Dans sa réponse du 23
avril 2001, l'autorité intimée a conclu au rejet du recours en exposant
qu'outre le fait que le recourant avait exercé son activité durant un laps de
temps sans couverture d'assurance responsabilité civile, d'autres griefs
pouvaient être formulés à son encontre. C'est ainsi que, selon l'autorité
intimée, il n'aurait pas transmis des rapports de révisions aux autorités
compétentes, il ne disposerait pas du crédit nécessaire pour se procurer des
pièces de rechange et il aurait provoqué des "lacunes importantes"
dans les travaux effectués.
Considérants
1.
Selon l'art. 17 de
l'Ordonnance sur la protection des eaux contre les liquides pouvant les polluer
(OPEL, RS 814.202), l'autorité accorde à une entreprise une autorisation de
révision de citernes lorsqu'elle a notamment conclu une assurance
responsabilité civile offrant une couverture adéquate en cas de sinistre. En
l'espèce, le défaut d'une telle couverture justifiait que l'autorité
intervienne auprès du recourant et, le cas échéant, lui retire l'autorisation
qui lui avait été conférée. Le fait que le recourant se soit procuré une
nouvelle couverture d'assurance a cependant rendu sans objet l'intervention de
l'autorité intimée. Celle-ci aurait ainsi pu rapporter sa décision, les frais
de la procédure de recours étant mis à la charge du recourant.
On voit cependant que
l'autorité intimée a fait connaître dans sa réponse de nouveaux motifs de la
décision attaquée. C'est ainsi que celle-ci serait justifiée par divers griefs
faisant apparaître que les conditions fixées par l'art. 17 al. 1er let. b OPEL
ne sont pas réalisées dans l'entreprise du recourant. Selon cette disposition,
l'entreprise autorisée doit garantir que les travaux sont effectués
conformément aux techniques admises et que les notifications obligatoires sont
observées.
Cette motivation
complémentaire aurait dû figurer dans la décision attaquée, de façon à
respecter le droit d'être entendu du recourant. Guérir ce vice signifierait
pour le Tribunal administratif interpeller le recourant au sujet des nouveaux
griefs articulés à son encontre et instruire le cas échéant sur leur réalité.
Un tel procédé n'est cependant pas à disposition dès lors que le pouvoir
d'examen du Tribunal administratif n'est pas le même que celui de l'autorité
intimée, seule celle-ci ayant la faculté de statuer en opportunité. A cela
s'ajoute qu'une guérison en procédure de recours priverait l'intéressé du
bénéfice de la double instance. Il s'impose ainsi de renvoyer la cause à
l'autorité intimée. Dans le respect du droit d'être entendu du recourant,
celle-ci l'invitera à s'exprimer au sujet des reproches qui peuvent lui être
faits et statuera le cas échéant à nouveau en exposant ses motifs complets.
Dispositif
Par ces motifs
le Tribunal administratif
arrête:
I. Le recours est
admis.
II. La décision
rendue le 12 mars 2001 par le Service des eaux, sols et assainissement est
annulée, la cause étant renvoyée à cette autorité pour statuer le cas échéant à
nouveau au sens des considérants.
III. Les frais du
présent arrêt sont laissés à la charge de l'Etat.

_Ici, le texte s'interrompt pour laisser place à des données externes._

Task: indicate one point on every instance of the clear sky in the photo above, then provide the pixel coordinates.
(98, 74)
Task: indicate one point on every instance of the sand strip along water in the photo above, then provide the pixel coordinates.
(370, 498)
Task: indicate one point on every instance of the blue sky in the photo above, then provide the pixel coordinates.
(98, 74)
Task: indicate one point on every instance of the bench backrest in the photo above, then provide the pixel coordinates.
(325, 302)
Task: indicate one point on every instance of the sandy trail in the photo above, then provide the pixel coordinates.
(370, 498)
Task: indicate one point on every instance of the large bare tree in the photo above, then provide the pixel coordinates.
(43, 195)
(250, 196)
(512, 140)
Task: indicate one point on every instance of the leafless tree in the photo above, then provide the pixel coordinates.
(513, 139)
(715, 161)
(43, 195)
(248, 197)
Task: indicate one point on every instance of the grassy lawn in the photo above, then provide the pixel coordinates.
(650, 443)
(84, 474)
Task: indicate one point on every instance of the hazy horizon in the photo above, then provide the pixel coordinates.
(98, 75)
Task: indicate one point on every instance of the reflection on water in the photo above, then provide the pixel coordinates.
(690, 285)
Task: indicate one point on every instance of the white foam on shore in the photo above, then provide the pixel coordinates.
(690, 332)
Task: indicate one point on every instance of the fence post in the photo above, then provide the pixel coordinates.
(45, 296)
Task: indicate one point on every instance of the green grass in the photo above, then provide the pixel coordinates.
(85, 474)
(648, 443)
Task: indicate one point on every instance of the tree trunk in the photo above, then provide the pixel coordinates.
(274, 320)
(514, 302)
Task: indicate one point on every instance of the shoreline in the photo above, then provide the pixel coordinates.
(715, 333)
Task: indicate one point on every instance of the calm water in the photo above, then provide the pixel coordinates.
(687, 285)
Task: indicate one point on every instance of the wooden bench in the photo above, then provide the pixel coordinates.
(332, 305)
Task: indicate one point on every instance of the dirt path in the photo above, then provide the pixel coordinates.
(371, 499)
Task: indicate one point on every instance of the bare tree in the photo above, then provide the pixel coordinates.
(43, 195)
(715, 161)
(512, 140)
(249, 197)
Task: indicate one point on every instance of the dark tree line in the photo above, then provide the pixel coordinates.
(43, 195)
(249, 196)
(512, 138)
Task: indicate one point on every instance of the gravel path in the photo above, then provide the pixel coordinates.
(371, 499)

Lausanne, le 22 mai 2001/gz
Le
président:
Le présent arrêt est communiqué aux
destinataires de l'avis d'envoi ci-joint.
Le présent arrêt peut faire l'objet, dans
les trente jours dès sa notification, d'un recours de droit administratif au
Tribunal fédéral. Le recours s'exerce conformément aux art. 103 ss de la loi
fédérale d'organisation judiciaire (RS 173.110).